(58)【調査した分野】(Int.Cl.,DB名)
(E)成分として、界面活性剤を更に(A)成分の100質量部に対して0.01乃至1.0質量部含有する、請求項1乃至5のうちいずれか一項に記載のポジ型感光性樹脂組成物。
(F)成分として、密着促進剤を更に(A)成分の100質量部に対して0.1乃至20質量部含有する、請求項1乃至6のうちいずれか一項に記載のポジ型感光性樹脂組成物。
【発明を実施するための形態】
【0009】
本発明の感光性樹脂組成物は、下記(A)成分、(B)成分、(C)成分、及び(D)溶剤を含有するポジ型感光性樹脂組成物である。

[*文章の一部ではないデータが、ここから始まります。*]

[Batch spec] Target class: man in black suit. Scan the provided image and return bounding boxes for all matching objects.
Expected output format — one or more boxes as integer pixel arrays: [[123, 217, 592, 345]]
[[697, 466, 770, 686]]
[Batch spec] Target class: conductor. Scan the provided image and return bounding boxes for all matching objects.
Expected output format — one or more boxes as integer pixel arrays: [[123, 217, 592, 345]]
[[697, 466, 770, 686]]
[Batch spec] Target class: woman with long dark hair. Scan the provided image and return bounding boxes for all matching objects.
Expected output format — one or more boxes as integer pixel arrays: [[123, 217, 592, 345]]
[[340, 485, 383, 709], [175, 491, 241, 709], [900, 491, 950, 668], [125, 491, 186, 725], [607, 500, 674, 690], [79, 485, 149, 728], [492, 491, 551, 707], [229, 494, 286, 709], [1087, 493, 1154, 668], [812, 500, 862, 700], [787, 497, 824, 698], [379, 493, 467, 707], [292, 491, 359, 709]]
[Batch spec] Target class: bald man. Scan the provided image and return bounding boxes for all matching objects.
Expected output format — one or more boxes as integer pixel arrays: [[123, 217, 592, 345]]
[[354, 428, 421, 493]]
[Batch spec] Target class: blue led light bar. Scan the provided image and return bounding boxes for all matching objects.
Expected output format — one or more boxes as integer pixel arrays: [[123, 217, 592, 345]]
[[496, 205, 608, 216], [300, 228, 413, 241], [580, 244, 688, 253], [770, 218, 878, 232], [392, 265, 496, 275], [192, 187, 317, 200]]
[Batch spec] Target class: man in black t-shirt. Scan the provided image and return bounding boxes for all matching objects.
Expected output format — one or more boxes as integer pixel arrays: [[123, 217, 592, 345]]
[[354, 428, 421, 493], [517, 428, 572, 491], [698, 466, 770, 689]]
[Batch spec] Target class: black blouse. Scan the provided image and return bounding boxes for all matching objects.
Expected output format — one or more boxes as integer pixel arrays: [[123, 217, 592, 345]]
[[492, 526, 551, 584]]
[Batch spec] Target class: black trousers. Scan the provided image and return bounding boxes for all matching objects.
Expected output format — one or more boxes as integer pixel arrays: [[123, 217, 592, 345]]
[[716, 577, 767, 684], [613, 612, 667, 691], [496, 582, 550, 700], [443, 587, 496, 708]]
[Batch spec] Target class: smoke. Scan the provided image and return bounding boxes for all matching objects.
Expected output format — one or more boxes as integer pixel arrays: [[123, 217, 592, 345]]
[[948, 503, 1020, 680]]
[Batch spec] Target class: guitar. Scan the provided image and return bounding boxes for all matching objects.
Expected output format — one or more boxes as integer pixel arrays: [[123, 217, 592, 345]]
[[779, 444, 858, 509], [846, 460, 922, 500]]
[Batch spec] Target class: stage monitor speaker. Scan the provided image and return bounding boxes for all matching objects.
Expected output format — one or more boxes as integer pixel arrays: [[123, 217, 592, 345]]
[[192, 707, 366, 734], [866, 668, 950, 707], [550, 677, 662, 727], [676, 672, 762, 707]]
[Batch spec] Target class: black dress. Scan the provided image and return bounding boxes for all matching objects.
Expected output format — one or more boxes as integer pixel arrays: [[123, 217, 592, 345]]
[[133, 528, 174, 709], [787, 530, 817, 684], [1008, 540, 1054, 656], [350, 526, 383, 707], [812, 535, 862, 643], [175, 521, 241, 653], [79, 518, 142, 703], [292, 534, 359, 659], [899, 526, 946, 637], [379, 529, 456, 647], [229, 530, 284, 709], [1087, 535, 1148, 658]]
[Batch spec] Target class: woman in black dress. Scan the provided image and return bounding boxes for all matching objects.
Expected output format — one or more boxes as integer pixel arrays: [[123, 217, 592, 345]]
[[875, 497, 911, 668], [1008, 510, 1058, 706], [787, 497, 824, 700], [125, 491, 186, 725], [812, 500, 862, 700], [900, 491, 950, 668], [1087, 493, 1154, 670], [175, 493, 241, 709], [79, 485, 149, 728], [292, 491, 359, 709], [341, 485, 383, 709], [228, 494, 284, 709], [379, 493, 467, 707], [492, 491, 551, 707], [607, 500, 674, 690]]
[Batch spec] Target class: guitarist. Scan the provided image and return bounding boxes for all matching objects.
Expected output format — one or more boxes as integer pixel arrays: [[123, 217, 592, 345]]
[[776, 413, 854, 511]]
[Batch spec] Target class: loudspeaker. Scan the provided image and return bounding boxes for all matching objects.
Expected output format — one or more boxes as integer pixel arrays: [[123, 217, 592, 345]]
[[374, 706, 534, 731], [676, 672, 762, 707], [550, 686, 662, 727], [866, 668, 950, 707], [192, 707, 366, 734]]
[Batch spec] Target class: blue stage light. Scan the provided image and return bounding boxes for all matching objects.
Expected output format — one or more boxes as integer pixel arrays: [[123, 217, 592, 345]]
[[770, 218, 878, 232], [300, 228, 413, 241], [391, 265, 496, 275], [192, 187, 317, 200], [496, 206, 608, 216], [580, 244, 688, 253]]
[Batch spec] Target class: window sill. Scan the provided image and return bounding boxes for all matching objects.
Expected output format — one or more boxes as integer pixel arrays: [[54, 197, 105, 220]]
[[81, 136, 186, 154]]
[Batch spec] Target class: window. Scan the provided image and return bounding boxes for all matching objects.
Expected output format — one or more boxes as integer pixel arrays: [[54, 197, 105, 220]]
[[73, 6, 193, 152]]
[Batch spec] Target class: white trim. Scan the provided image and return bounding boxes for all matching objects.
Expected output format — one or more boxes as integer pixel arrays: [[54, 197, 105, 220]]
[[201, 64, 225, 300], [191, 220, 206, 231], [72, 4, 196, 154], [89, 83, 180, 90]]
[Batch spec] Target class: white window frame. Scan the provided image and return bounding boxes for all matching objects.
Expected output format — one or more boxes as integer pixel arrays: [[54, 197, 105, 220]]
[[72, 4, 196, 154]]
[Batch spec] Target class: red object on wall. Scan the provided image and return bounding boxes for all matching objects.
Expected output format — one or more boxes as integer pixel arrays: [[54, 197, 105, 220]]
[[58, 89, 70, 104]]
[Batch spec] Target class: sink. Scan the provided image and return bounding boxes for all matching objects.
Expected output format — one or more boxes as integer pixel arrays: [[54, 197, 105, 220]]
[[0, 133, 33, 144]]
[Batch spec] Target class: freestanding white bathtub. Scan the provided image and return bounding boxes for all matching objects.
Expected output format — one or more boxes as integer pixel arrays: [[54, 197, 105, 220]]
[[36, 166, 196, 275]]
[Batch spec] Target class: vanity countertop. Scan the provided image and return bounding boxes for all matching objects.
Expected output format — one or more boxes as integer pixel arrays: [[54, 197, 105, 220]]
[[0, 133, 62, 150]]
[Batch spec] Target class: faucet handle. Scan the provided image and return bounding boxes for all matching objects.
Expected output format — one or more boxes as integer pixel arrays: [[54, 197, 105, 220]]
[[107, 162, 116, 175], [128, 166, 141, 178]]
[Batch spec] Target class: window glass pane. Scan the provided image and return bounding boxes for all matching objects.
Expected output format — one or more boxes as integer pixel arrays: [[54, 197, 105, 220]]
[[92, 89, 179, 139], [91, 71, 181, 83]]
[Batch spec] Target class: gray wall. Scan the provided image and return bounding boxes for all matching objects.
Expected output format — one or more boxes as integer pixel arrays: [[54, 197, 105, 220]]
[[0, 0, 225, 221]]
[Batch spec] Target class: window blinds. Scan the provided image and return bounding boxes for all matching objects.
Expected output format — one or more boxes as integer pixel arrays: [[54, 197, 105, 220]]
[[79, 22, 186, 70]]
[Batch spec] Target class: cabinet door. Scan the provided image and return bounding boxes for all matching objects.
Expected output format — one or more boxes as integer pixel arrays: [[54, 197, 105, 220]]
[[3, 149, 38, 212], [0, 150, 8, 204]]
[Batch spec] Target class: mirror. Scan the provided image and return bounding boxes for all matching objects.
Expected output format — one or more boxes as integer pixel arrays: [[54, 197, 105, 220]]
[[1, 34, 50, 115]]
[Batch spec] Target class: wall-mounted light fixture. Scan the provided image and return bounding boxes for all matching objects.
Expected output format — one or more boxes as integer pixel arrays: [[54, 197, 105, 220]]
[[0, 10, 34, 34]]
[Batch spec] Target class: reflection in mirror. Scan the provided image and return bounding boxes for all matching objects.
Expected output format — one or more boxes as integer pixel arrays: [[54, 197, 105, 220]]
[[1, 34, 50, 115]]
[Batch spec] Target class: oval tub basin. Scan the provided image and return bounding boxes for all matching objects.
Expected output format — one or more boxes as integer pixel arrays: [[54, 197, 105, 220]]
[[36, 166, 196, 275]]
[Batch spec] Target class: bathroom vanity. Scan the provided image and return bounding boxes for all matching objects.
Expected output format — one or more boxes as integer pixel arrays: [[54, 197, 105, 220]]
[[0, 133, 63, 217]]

(A)成分:下記(A1)〜(A4)を共重合させて得られるアルカリ可溶性アクリル共重合体
(A1)不飽和カルボン酸及び/又は不飽和カルボン酸無水物、(A2)フェノール性水酸基と重合性不飽和基とを有するモノマー、(A3)ヒドロキシアルキル基と重合性不飽和基とを有するモノマー、(A4)N置換マレイミド化合物;
(B)成分:1,2−キノンジアジド化合物、
(C)成分:架橋剤
(D)溶剤。
以下、各成分の詳細を説明する。
【0010】
<(A)成分>
(A)成分は、(A1)不飽和カルボン酸及び/又は不飽和カルボン酸無水物、(A2)フェノール性水酸基と重合性不飽和基とを有するモノマー、(A3)ヒドロキシアルキル基と重合性不飽和基とを有するモノマー、(A4)N置換マレイミド化合物を共重合して得られたアルカリ可溶性アクリル重合体である。
【0011】
本発明において、アクリル重合体とはアクリル酸エステル、メタクリル酸エステル、スチレン、マレイミド等の重合性不飽和基、すなわち、構造中にC=C二重結合を含む重合性基を有するモノマーを用いて得られる重合体を指す。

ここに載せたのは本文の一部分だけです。